Azure - Is there a way to write the content (stored in a spark Dataframe) of images into files in parallel with pyspark?

AdrianArroyoPerez
January 10, 2024
255 views
0 votes
2 Answers

I have a Spark Dataframe which contains in every single row two items: a file name (with an extension, like for instance .jpg), and the content of the file in bytes.
I would like to write a process that takes each row of the Dataframe and converts the bytes to a ‘.jpg’ image while I store it into an ADLS container.

Everything needs to run inside a Databricks cluster so I use pyspark in order to create the Dataframe, and I would like to make use of it to truncate those files into the destination.

However, I am having trouble when I use the azure-storage library to write those files by using it inside a map function. Like the following example, where the function consume_row uses the library to create the file and write the content like this example:

results_rdd = rdd.map(lambda row: consume_row(row, ...))

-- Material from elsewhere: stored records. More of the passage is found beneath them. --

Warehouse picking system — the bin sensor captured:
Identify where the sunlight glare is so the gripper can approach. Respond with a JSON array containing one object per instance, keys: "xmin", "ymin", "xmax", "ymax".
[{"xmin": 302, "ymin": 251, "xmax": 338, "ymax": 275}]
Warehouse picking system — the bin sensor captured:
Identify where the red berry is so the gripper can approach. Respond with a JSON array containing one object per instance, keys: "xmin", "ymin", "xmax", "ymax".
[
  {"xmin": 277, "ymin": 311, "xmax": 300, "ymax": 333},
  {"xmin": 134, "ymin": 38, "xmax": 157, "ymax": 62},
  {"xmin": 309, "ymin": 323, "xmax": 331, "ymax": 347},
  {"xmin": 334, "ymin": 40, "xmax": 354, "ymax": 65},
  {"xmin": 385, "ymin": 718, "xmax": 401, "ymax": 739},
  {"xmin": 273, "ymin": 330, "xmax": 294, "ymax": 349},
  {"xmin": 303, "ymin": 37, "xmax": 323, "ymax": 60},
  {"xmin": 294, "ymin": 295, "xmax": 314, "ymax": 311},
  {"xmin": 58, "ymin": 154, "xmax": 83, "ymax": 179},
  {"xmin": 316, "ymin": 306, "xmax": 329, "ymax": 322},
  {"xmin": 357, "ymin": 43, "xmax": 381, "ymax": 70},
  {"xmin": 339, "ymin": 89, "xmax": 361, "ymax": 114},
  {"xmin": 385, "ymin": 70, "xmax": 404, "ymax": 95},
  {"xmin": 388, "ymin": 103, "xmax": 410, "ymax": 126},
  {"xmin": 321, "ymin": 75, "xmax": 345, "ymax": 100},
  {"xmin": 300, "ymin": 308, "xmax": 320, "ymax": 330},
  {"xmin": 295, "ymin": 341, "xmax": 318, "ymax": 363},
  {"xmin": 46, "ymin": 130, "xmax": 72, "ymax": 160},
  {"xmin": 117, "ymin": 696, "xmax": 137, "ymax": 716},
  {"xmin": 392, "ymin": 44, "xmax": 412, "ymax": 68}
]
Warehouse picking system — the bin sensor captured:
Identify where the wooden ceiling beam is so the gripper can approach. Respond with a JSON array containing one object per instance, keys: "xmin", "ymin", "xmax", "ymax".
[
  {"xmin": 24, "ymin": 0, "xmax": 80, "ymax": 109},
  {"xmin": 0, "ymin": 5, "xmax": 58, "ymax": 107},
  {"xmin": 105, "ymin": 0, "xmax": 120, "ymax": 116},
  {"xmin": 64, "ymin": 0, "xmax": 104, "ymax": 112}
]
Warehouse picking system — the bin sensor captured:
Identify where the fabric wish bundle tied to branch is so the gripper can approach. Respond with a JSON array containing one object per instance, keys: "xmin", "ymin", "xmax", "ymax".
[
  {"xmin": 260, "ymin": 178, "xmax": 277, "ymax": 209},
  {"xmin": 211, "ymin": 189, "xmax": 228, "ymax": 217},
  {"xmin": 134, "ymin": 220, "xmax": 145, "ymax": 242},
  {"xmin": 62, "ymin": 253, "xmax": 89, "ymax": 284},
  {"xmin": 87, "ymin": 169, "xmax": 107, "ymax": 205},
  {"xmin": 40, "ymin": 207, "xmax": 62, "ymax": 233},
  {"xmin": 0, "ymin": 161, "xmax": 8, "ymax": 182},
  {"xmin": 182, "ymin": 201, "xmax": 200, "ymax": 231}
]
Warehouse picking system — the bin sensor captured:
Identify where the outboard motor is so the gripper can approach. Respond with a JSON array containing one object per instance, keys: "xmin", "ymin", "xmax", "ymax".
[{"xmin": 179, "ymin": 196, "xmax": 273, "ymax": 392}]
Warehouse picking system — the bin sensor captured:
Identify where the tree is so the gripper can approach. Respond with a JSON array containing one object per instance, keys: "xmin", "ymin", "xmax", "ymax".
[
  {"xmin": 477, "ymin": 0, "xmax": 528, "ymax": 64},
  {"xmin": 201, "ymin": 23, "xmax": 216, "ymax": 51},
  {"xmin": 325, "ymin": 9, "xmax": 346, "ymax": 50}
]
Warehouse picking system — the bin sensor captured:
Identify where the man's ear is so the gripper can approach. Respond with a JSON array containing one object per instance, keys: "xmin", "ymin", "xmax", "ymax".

It returns the following error:

PicklingError: Could not serialize object: TypeError: cannot pickle ‘_thread._local’ object

Has anyone tried to do anything similar to this?

Answers

Chosen as BEST ANSWER
- AdrianArroyoPerez
- January 10, 2024 at 12:26 pm
- 0 votes
0
The problem was inside the function consume_row. We were using a variable to store the token for the API which, underneath, was using a Thread Local Python object to store the token itself, and this was not serializable by pickle to be sent to workers. So we just needed to pass the token to the function and everything is working perfectly.

(Edit)

- JayashankarGS
- January 10, 2024 at 7:30 am
- 0 votes
0
PySpark uses Python’s pickle module for serialization, and certain objects (like _thread._local objects) cannot be pickled.

To achieve your goal, you need to mount your adls2 account and save the file.

Follow the steps below.

Here, I am mounting using the account key. You can also mount using a SAS token or OAuth.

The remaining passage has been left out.